Anche in passato il clima ha inciso sulle società, ma oggi la situazione è diversa: diversamente da secoli fa, è il caldo e non il freddo a metterci in difficoltà. E purtroppo oggi sembra che abbiamo abbandonato la linea dell’impegno nella transizione energetica a favore delle fonti rinnovabili, seguita fino a due anni fa: stiamo tornando indietro per la prima volta dopo 33 anni dalla COP di Rio de Janeiro del 1992.
Negli USA, con Trump, si sta demolendo tutta la legislazione ambientale per una falsa chimera: sfruttare ora tutto il petrolio che costa ancora poco, per una ipotetica crescita economica. È la politica del dar fondo a tutte le risorse adesso, senza pensare al domani.

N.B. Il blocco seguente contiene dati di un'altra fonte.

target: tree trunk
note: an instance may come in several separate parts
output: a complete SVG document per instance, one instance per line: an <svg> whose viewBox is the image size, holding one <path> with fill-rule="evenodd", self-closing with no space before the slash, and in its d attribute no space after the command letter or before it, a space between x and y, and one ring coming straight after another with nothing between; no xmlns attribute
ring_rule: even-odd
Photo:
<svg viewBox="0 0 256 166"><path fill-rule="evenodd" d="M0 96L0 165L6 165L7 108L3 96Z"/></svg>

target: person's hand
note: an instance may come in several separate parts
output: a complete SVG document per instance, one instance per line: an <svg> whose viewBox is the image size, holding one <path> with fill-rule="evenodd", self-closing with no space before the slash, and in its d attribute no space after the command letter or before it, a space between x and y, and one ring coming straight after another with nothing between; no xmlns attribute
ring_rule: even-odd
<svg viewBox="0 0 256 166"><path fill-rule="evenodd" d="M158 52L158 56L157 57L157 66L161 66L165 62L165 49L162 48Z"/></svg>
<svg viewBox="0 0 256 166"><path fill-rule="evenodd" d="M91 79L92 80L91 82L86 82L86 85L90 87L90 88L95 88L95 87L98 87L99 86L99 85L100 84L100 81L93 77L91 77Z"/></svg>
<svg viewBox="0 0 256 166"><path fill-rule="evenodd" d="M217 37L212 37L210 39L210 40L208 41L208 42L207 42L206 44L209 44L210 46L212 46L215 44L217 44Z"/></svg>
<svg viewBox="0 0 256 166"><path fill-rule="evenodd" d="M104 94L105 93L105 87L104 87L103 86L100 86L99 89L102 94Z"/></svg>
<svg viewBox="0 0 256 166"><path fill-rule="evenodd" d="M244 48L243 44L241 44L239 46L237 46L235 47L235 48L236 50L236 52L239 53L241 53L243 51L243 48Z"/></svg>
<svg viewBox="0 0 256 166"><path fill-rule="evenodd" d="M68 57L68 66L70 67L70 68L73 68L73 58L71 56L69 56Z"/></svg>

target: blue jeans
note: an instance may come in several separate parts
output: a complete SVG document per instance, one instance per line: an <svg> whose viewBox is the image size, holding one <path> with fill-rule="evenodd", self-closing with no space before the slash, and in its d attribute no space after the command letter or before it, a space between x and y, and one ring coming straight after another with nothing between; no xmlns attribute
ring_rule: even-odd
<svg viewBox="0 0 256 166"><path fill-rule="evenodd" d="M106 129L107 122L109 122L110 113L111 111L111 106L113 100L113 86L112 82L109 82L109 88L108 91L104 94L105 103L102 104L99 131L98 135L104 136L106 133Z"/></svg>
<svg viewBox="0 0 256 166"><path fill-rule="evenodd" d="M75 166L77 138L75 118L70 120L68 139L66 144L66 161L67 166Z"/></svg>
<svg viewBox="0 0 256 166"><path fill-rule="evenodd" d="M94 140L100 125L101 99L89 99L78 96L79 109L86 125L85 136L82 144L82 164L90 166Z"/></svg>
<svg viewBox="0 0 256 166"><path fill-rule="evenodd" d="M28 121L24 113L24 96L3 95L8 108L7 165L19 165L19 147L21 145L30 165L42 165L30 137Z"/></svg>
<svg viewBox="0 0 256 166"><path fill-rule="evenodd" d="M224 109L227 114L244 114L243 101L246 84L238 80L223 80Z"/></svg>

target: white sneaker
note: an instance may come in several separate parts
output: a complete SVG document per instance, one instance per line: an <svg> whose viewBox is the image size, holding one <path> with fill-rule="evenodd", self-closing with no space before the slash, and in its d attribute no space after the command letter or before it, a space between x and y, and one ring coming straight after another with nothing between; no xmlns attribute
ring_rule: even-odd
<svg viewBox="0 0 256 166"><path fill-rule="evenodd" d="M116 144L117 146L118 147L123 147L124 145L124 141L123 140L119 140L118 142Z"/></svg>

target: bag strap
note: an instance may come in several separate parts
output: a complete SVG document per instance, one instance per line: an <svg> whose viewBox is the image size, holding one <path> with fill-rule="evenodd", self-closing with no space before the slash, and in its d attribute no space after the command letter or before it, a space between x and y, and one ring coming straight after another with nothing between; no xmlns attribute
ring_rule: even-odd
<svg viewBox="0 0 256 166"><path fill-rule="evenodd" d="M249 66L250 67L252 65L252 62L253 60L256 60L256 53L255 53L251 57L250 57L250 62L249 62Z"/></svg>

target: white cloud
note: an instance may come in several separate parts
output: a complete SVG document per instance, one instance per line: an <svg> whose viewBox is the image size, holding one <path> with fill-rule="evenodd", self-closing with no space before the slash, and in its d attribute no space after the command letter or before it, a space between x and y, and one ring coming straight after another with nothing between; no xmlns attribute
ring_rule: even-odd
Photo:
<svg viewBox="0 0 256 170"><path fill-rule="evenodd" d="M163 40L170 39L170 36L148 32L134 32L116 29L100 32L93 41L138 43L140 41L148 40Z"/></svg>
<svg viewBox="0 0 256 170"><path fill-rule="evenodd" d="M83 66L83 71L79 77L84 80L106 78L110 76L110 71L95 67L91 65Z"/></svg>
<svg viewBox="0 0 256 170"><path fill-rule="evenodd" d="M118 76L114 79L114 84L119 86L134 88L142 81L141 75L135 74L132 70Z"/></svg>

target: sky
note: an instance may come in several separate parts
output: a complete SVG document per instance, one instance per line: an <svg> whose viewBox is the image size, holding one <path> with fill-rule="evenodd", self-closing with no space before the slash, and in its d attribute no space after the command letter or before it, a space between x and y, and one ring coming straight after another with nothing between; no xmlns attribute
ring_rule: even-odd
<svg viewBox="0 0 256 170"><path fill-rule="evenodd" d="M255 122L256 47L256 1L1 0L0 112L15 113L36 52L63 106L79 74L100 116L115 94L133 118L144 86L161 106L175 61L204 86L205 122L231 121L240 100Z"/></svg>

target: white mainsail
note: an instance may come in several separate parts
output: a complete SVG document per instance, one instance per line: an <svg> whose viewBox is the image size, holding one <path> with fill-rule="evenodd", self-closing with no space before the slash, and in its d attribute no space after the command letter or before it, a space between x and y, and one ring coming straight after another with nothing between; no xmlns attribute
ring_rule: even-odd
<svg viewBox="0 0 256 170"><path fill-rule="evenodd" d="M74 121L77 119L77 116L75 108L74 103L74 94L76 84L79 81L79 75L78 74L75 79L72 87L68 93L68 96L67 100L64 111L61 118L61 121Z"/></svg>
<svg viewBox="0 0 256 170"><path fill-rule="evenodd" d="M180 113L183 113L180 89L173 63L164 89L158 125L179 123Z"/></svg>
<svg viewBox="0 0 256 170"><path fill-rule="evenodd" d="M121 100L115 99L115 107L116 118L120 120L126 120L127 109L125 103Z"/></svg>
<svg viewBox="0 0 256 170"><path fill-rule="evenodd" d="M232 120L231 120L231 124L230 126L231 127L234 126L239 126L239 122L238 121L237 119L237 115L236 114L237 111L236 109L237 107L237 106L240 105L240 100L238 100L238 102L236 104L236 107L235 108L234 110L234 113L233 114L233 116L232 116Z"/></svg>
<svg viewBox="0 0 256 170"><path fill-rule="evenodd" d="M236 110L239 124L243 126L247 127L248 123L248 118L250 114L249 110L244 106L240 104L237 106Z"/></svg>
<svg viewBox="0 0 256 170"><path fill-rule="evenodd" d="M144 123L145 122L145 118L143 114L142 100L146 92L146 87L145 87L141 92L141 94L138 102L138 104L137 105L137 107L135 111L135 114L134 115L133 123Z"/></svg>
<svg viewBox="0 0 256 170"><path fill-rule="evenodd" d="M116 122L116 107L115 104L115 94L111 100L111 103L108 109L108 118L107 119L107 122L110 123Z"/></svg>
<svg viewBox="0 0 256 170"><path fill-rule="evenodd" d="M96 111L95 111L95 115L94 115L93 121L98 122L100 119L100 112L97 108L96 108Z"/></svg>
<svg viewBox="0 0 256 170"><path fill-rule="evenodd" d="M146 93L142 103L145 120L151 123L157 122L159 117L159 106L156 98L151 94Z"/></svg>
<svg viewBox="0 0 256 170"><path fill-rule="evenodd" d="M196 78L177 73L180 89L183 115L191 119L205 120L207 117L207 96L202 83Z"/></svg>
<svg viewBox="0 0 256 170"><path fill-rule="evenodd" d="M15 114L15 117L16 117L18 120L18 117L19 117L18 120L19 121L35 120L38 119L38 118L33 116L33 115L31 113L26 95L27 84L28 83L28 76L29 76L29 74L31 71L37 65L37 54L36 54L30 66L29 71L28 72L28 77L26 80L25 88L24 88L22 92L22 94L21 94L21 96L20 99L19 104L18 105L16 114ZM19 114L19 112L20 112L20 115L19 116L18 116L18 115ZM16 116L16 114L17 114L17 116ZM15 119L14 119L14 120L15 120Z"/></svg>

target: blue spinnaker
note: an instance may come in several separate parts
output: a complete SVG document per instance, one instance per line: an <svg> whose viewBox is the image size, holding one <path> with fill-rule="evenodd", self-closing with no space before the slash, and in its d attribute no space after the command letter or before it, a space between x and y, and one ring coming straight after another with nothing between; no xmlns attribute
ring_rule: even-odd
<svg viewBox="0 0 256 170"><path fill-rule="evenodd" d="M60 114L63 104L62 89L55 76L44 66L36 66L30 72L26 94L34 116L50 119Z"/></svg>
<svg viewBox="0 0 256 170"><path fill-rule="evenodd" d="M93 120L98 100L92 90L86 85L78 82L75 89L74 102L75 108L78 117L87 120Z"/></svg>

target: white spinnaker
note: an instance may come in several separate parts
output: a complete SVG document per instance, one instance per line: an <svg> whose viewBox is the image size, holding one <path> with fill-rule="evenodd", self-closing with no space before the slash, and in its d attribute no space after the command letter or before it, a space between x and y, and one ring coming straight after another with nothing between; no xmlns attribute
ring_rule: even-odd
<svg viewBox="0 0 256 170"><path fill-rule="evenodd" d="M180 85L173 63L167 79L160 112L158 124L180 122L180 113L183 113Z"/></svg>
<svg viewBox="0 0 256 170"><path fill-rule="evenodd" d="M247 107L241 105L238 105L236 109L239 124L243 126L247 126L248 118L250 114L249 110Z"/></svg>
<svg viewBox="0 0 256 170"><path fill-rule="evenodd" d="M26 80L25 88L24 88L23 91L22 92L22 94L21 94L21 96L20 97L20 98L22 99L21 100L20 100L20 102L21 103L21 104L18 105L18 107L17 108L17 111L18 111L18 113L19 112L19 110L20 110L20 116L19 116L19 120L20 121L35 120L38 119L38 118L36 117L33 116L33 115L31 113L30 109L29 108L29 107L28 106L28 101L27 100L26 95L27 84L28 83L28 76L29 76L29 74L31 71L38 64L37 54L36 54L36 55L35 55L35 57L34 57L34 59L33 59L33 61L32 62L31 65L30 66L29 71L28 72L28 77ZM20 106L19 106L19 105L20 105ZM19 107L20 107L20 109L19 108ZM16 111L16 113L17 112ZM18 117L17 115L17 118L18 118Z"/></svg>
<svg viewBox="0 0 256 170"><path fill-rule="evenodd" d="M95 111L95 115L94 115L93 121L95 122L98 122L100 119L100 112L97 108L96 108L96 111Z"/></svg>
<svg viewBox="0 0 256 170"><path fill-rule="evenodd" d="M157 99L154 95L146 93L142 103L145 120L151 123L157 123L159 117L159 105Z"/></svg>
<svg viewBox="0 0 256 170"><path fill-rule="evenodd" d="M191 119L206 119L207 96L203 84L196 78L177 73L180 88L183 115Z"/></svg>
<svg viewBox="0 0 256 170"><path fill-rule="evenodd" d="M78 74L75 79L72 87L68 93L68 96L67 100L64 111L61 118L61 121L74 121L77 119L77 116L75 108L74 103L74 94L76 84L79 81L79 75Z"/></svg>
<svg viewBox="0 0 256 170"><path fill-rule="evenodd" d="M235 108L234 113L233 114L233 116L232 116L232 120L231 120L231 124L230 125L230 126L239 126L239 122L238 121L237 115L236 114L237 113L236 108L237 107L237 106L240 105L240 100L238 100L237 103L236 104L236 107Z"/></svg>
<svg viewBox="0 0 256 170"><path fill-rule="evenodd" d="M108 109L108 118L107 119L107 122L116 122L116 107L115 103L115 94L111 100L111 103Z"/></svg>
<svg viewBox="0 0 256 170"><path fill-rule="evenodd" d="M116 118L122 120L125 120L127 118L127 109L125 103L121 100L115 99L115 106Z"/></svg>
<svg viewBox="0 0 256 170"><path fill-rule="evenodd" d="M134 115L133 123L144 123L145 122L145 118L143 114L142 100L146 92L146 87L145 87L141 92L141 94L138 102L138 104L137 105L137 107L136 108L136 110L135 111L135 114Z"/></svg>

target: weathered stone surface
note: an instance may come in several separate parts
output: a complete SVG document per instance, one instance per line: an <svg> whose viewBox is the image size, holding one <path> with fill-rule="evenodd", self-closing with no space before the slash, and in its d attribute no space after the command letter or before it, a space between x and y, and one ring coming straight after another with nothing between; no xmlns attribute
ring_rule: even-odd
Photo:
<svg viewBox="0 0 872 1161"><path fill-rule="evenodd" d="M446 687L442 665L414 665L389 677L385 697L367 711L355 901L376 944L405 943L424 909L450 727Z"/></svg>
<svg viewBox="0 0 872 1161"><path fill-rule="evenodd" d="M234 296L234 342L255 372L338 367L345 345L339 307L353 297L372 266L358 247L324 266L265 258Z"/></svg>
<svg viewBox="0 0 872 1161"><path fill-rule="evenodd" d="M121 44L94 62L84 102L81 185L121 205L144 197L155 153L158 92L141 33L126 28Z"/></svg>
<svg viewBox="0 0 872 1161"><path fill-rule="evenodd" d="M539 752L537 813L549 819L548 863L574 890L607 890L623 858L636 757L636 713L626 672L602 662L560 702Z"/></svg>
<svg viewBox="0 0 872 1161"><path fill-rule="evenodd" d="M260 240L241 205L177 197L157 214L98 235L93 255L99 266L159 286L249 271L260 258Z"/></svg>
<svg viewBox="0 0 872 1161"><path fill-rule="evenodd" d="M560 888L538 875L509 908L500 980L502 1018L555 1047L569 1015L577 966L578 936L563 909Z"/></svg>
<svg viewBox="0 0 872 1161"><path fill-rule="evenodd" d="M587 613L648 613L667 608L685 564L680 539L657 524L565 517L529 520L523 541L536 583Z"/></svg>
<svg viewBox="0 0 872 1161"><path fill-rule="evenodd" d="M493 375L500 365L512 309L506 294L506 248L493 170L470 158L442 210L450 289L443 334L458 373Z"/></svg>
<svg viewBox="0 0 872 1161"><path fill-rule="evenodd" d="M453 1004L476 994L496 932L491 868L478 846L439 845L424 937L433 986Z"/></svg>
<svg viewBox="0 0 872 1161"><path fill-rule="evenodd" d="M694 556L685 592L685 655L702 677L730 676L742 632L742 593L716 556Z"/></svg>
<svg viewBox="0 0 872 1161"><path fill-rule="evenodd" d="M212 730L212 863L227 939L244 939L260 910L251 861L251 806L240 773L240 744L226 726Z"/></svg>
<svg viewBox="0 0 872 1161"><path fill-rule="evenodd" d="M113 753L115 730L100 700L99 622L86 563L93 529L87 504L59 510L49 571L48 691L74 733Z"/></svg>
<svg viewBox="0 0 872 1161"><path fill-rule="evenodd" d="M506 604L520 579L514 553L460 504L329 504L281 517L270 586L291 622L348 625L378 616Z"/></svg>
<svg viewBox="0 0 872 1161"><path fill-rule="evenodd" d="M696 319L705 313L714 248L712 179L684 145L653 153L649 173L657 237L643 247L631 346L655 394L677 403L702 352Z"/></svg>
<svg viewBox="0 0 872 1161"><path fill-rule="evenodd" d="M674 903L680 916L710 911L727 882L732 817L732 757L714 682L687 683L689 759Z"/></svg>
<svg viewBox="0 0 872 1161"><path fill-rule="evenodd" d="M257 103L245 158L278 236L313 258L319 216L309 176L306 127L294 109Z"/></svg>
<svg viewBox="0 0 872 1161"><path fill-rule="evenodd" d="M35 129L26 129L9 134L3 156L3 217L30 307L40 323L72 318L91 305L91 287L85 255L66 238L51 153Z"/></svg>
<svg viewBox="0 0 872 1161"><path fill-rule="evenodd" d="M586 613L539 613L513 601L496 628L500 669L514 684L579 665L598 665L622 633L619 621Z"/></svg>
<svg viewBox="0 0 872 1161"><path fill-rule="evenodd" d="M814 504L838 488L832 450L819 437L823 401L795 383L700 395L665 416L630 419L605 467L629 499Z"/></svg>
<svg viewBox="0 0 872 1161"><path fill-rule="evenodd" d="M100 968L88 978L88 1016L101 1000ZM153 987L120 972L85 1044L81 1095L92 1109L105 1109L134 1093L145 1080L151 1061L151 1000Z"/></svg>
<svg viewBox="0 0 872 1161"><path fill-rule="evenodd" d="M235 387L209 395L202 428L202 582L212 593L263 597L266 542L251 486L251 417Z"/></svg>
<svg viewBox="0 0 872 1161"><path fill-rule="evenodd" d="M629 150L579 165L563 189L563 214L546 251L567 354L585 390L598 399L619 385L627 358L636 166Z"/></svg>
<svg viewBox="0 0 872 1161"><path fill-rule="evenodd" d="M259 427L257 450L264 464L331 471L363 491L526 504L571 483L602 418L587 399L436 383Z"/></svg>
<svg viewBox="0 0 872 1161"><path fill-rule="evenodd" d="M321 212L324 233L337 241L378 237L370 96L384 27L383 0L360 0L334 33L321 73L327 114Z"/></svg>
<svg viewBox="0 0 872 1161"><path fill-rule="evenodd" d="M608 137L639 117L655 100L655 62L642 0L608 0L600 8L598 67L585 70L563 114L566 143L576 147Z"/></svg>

Ma già oggi disponiamo delle tecnologie sufficienti per disturbare i processi planetari per migliaia di anni. Dobbiamo cambiare questo modo di pensare e procedere, prima che diventino irreversibili i processi di degradazione in atto. Abbiamo ancora a disposizione uno strumento che è la prevenzione: sostituire le fonti fossili e il nucleare con le rinnovabili. Le scelte di oggi peseranno sul futuro dell’umanità.
Bibliografia
Vacchiano G. (2019). La resilienza del bosco. Storie di foreste che cambiano il pianeta, Mondadori.
Ruggieri G. (2025). Le energie del mondo. Fossile, nucleare, rinnovabile: cosa dobbiamo sapere, Laterza.
Mercalli L. (2025). Breve storia del clima in Italia. Dall’ultima glaciazione al riscaldamento globale, Einaudi.